Сижу в трамвае смотрю на них, они на меня. А я на них, а они - на меня, значит, смотрят. Все - на меня, а я на них. Тоже на всех, я ж косой - хрен разберешь, куда я смотрю. А если хрен разберешь, значит на всех, думают они. Думают и смотрят. А я сижу. Там обычно пожилые инвалиды с детьми сидят только, но и я иногда сижу. Но когда сижу - обязательно смотрю, не было раза, чтоб не смотрел.
Тут вскакивает один, посмелей который и с надрывом говорит :" Господа! Господа.." Силится продолжить, но никак не выходит. Поднимается некий гражданин в конце вагона, голосом маленькой побитой девочки, с паузами на всхлипы, канючит: "Не трожь моего папку-у./пауза/. Не тро-ожь. Ты не смотри, что у него ножек нету, у тебя вон тоже не-ет./пауза/"
Одна женщина, сразу видно: мать двоих детей, Валечки и Игорька, чешет ногой затылок (ей-богу, не вру) и изрекает:"Уважаемые граждане и матерь божья, я ведь это во сне сегодня видела, с четверга на воскресенье они завсегда сбываются; вот только там драки не было."
Входит водитель трамвая. Зовут его Максим Петрович, умрет он по той же причине, что и на свет появился, - из-за злоупотребления.
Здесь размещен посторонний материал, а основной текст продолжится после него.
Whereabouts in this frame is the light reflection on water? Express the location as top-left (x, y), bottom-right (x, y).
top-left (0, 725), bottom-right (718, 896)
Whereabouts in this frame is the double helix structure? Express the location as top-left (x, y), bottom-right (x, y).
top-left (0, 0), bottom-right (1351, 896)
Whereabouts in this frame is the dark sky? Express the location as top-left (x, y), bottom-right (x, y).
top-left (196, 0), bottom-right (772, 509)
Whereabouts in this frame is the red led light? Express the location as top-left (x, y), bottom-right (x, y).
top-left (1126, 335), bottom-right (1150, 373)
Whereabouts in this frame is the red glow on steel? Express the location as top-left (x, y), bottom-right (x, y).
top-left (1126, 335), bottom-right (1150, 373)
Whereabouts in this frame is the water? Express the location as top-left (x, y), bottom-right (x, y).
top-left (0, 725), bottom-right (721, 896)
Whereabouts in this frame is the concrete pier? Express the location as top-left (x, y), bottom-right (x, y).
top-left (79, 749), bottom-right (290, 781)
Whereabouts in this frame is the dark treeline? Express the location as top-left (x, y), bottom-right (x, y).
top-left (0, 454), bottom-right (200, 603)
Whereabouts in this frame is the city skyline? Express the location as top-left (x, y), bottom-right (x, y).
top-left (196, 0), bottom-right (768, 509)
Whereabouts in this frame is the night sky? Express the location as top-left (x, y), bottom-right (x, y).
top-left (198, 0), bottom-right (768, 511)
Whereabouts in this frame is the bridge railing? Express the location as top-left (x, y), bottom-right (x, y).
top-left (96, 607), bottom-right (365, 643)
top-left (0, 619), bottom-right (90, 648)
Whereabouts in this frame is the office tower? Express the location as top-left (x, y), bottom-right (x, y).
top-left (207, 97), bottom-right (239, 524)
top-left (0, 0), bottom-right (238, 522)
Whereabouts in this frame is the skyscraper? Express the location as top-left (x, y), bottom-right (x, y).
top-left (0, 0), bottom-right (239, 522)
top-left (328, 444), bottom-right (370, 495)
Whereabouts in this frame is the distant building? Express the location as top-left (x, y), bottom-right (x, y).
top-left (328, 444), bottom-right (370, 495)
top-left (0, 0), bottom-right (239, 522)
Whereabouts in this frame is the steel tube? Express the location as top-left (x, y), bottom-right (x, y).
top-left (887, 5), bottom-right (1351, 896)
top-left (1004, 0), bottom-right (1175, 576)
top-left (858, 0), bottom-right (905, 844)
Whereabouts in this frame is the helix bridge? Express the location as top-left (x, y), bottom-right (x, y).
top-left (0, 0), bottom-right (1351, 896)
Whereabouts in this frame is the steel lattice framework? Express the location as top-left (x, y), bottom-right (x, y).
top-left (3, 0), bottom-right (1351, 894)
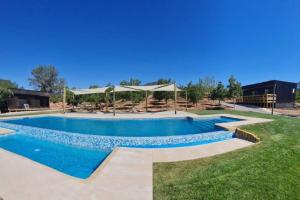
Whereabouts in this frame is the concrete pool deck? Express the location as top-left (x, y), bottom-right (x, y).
top-left (0, 112), bottom-right (270, 200)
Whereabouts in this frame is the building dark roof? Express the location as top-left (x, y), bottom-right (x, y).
top-left (11, 89), bottom-right (50, 97)
top-left (242, 80), bottom-right (297, 90)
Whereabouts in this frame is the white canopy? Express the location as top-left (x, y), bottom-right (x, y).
top-left (153, 84), bottom-right (182, 92)
top-left (111, 86), bottom-right (139, 92)
top-left (124, 84), bottom-right (166, 91)
top-left (71, 87), bottom-right (109, 95)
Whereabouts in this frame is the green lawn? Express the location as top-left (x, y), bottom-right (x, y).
top-left (154, 111), bottom-right (300, 200)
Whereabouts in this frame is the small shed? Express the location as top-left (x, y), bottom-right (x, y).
top-left (242, 80), bottom-right (297, 108)
top-left (6, 89), bottom-right (50, 111)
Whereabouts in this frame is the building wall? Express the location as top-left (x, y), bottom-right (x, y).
top-left (243, 81), bottom-right (297, 107)
top-left (7, 94), bottom-right (49, 109)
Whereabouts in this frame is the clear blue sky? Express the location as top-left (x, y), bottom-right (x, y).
top-left (0, 0), bottom-right (300, 88)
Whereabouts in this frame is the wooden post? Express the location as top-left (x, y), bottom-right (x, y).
top-left (272, 83), bottom-right (276, 115)
top-left (185, 88), bottom-right (188, 111)
top-left (105, 92), bottom-right (108, 112)
top-left (63, 87), bottom-right (67, 114)
top-left (146, 90), bottom-right (148, 112)
top-left (174, 82), bottom-right (177, 115)
top-left (113, 88), bottom-right (116, 116)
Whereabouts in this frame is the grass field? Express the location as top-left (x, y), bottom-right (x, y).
top-left (154, 111), bottom-right (300, 200)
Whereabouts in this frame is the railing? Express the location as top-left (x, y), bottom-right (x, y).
top-left (236, 94), bottom-right (276, 108)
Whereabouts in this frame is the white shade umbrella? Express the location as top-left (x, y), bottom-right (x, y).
top-left (152, 84), bottom-right (182, 92)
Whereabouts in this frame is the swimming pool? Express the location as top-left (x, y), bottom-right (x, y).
top-left (0, 116), bottom-right (240, 179)
top-left (1, 116), bottom-right (239, 137)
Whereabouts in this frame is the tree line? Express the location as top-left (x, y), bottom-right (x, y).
top-left (0, 65), bottom-right (300, 104)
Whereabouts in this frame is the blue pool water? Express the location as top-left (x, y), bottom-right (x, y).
top-left (0, 117), bottom-right (239, 179)
top-left (1, 117), bottom-right (239, 137)
top-left (0, 134), bottom-right (110, 179)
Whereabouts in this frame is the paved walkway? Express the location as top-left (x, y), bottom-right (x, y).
top-left (0, 139), bottom-right (253, 200)
top-left (221, 102), bottom-right (279, 114)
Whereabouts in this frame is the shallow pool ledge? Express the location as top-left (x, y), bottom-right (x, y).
top-left (0, 128), bottom-right (15, 135)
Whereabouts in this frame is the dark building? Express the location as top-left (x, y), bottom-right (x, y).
top-left (1, 89), bottom-right (49, 112)
top-left (242, 80), bottom-right (297, 108)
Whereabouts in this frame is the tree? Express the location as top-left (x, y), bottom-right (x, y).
top-left (198, 76), bottom-right (217, 96)
top-left (210, 82), bottom-right (227, 105)
top-left (0, 79), bottom-right (18, 89)
top-left (185, 82), bottom-right (204, 104)
top-left (153, 78), bottom-right (174, 102)
top-left (28, 65), bottom-right (66, 93)
top-left (227, 75), bottom-right (243, 105)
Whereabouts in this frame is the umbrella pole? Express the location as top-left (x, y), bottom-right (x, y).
top-left (174, 82), bottom-right (177, 115)
top-left (130, 91), bottom-right (134, 112)
top-left (63, 87), bottom-right (67, 114)
top-left (113, 88), bottom-right (116, 116)
top-left (105, 92), bottom-right (108, 112)
top-left (146, 90), bottom-right (148, 112)
top-left (185, 89), bottom-right (187, 111)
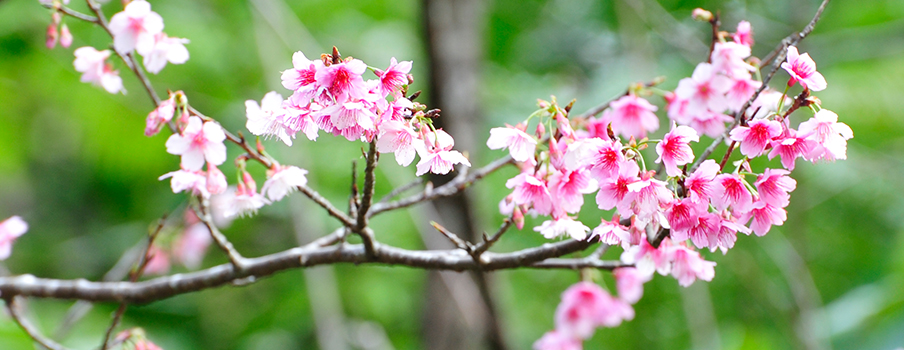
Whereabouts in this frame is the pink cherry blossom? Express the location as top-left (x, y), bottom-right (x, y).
top-left (741, 201), bottom-right (788, 236)
top-left (731, 21), bottom-right (753, 46)
top-left (138, 33), bottom-right (188, 74)
top-left (487, 124), bottom-right (537, 162)
top-left (144, 95), bottom-right (176, 137)
top-left (109, 0), bottom-right (163, 55)
top-left (712, 42), bottom-right (754, 78)
top-left (0, 215), bottom-right (28, 260)
top-left (798, 109), bottom-right (854, 161)
top-left (245, 91), bottom-right (292, 146)
top-left (223, 172), bottom-right (270, 218)
top-left (672, 244), bottom-right (716, 287)
top-left (173, 221), bottom-right (213, 269)
top-left (782, 46), bottom-right (826, 91)
top-left (261, 165), bottom-right (308, 202)
top-left (712, 174), bottom-right (753, 213)
top-left (73, 46), bottom-right (126, 94)
top-left (166, 117), bottom-right (226, 170)
top-left (675, 63), bottom-right (731, 115)
top-left (534, 216), bottom-right (590, 241)
top-left (729, 119), bottom-right (782, 158)
top-left (612, 267), bottom-right (653, 304)
top-left (684, 159), bottom-right (719, 203)
top-left (158, 169), bottom-right (210, 198)
top-left (592, 214), bottom-right (631, 245)
top-left (533, 331), bottom-right (584, 350)
top-left (656, 125), bottom-right (700, 176)
top-left (374, 57), bottom-right (411, 96)
top-left (769, 129), bottom-right (817, 170)
top-left (603, 95), bottom-right (659, 138)
top-left (754, 168), bottom-right (797, 208)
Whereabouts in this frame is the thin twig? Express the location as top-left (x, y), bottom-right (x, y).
top-left (4, 295), bottom-right (69, 350)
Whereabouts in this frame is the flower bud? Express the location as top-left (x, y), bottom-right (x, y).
top-left (691, 7), bottom-right (713, 22)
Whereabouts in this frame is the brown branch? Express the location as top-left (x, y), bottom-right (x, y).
top-left (0, 239), bottom-right (602, 304)
top-left (688, 0), bottom-right (829, 173)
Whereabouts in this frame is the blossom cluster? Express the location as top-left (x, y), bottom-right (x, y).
top-left (66, 0), bottom-right (188, 94)
top-left (487, 17), bottom-right (853, 349)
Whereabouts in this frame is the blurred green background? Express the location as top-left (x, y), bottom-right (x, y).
top-left (0, 0), bottom-right (904, 350)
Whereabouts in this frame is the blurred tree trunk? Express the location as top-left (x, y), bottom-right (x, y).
top-left (423, 0), bottom-right (506, 350)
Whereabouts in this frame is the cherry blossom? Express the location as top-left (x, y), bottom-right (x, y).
top-left (533, 331), bottom-right (584, 350)
top-left (534, 216), bottom-right (590, 241)
top-left (138, 33), bottom-right (188, 74)
top-left (671, 243), bottom-right (716, 287)
top-left (261, 165), bottom-right (308, 202)
top-left (487, 124), bottom-right (537, 162)
top-left (797, 109), bottom-right (854, 161)
top-left (782, 46), bottom-right (826, 91)
top-left (612, 267), bottom-right (653, 304)
top-left (73, 46), bottom-right (126, 94)
top-left (729, 119), bottom-right (782, 158)
top-left (109, 0), bottom-right (163, 55)
top-left (603, 94), bottom-right (659, 138)
top-left (166, 117), bottom-right (226, 170)
top-left (0, 215), bottom-right (28, 260)
top-left (245, 91), bottom-right (292, 146)
top-left (656, 125), bottom-right (700, 176)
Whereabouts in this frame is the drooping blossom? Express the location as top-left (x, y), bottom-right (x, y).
top-left (0, 215), bottom-right (28, 260)
top-left (487, 124), bottom-right (537, 162)
top-left (729, 119), bottom-right (782, 158)
top-left (603, 95), bottom-right (659, 138)
top-left (769, 129), bottom-right (816, 170)
top-left (533, 331), bottom-right (584, 350)
top-left (223, 172), bottom-right (270, 217)
top-left (166, 117), bottom-right (226, 170)
top-left (656, 125), bottom-right (700, 176)
top-left (797, 109), bottom-right (854, 161)
top-left (555, 282), bottom-right (634, 339)
top-left (612, 267), bottom-right (653, 304)
top-left (109, 0), bottom-right (163, 54)
top-left (753, 168), bottom-right (797, 208)
top-left (374, 57), bottom-right (411, 96)
top-left (377, 120), bottom-right (422, 166)
top-left (731, 21), bottom-right (753, 46)
top-left (675, 63), bottom-right (731, 115)
top-left (173, 220), bottom-right (213, 269)
top-left (684, 159), bottom-right (719, 203)
top-left (245, 91), bottom-right (292, 146)
top-left (671, 243), bottom-right (716, 287)
top-left (72, 46), bottom-right (126, 94)
top-left (261, 165), bottom-right (308, 202)
top-left (592, 214), bottom-right (631, 245)
top-left (144, 95), bottom-right (176, 137)
top-left (157, 169), bottom-right (210, 198)
top-left (138, 32), bottom-right (188, 74)
top-left (782, 46), bottom-right (826, 91)
top-left (534, 216), bottom-right (590, 241)
top-left (712, 174), bottom-right (753, 213)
И тяжелого металлического предмета. И хрупкости обедненного кальцием и фосфором черепа. Говорит, прямо как из Зощенко, "Что за шум, господа? Я хочу сказать, как у Зощенко, что за шум, а драки нет?"
Некоторый гражданин в сером пальто на черной подкладке, сапогах на босу ногу и с татуировкой на спине "За оборону Ленинграда" сидит и вращает глазами. И знаете ли, то в одну сторону он ими вращает, то в совершенно противоположную. Мне уже эта стадия противна стала, а он, гражаданин этот, принялся в разнобой зенками крутить, представляете? Левым по часовой, правым стало быть, против; к тому же амплитуда великая. Короче, выбил я ему один, тот который черного цвета был.
Тут и остановка моя, вовремя они меня из форточки выбросили.